Of course, it has never been the case that the lawless violence of this government was limited to non-White people.  Just yesterday, The Guardian ran an article describing an Irish man who has been living in the US for years, is married to an American woman, started his own business, and basically lived the dream but who has been in one of the worst of the worst immigration prisons for five months.  Based on the photo included in the article, this is a tall, good-looking, red-haired, very White man married to a blond American (whose name is Tiffany Smyth, for heavens' sake).  He was nonetheless treated to the same nonsensical deprivations of due process that others have suffered.

True, that man was not specifically targeted: "While buying supplies at a hardware store on 9 September 2025 he was arrested in a random immigration sweep."  In that sense, his continued detention supports the ironclad rule that the Trump people never admit error and never let people go if they can at all avoid it.  Perhaps this is not new evidence of who is at risk in the same way that the Good and Pretti executions changed what we thought we knew, but it is at least a datum that should put more fear in the minds of people who might not have felt as fearful for themselves as for their non-White, non-English-fluent neighbors.

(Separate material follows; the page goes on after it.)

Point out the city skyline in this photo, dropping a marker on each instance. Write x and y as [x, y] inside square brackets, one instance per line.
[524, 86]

Back in the early part of Trump's first term, people were already debating whether he fit the definition of being a fascist.  Dylan Matthews wrote on Vox that “Trump is not a fascist…. He’s a right-wing populist," although some critics disagreed with him strongly at the time.  Back in 2017, Vox also published a "He's not a fascist, if you really understand fascism," piece by Barnard political scientist Sheri Berman, and four years later, Mathews was back with a piece carrying this thumbnail: "We should reserve the term 'fascism' for leaders or movements that are not merely authoritarian. Fascists were revolutionaries."

Although I am not a specialist in fascism, on another day I would likely directly engage with the arguments that Matthews and Berman offered in those essays.  Part of the difficulty of any such conversation, were I to take up one side of it, would be to decide whether we can call someone a fascist only after they have done things that meet the entire checklist.  For my money, that makes no sense either analytically or practically, because we can know in advance when someone is doing and saying things that promise fascist results, and especially because it would be crazy to, say, wait to see whether a person carrying a loaded high-powered rifle up to the top of a clock tower is "the kind of person" who would start firing on the people below.

Even beyond that background question of whether to distinguish evident intent from actions taken to date, I think that the Matthews/Berman approach to concluding that Trump is not a fascist are the logical equivalent of explaining away criminal behavior by pulling it apart and trivializing individual pieces.  The defense in the case against the police who brutally beat Rodney King in 1991, where the trial the following year included frame-by-frame efforts to explain away the larger context, is perhaps the most famous example of that strategy.

I am, nonetheless, willing to set my objections aside to make a different point, which is that the virus has had nearly a decade to mutate, and pretty much everything that both of those authors used as "not really, not yet" arguments have subsequently been overrun by what Trump and his team have done.  And even if Matthews, Berman, or anyone else were to disagree with me about that conclusion, they would have to admit that what initially might not have looked deadly has become so.  The key questions are whether it will get even worse from here, and for whom.

We also once argued about whether COVID-19 was an epidemic, then whether it was a pandemic, and then whether the pandemic ever truly ended.  What we do know for sure is that it required human intervention and aggressive actions based on necessarily incomplete and sometimes contradictory knowledge to get it under as much control as it is today.

On the question of what Trump and his movement are capable of doing, we have the advantage of hearing them articulate what they want to do, which means that we do not always have to force ourselves to sit and wait for the next mutation.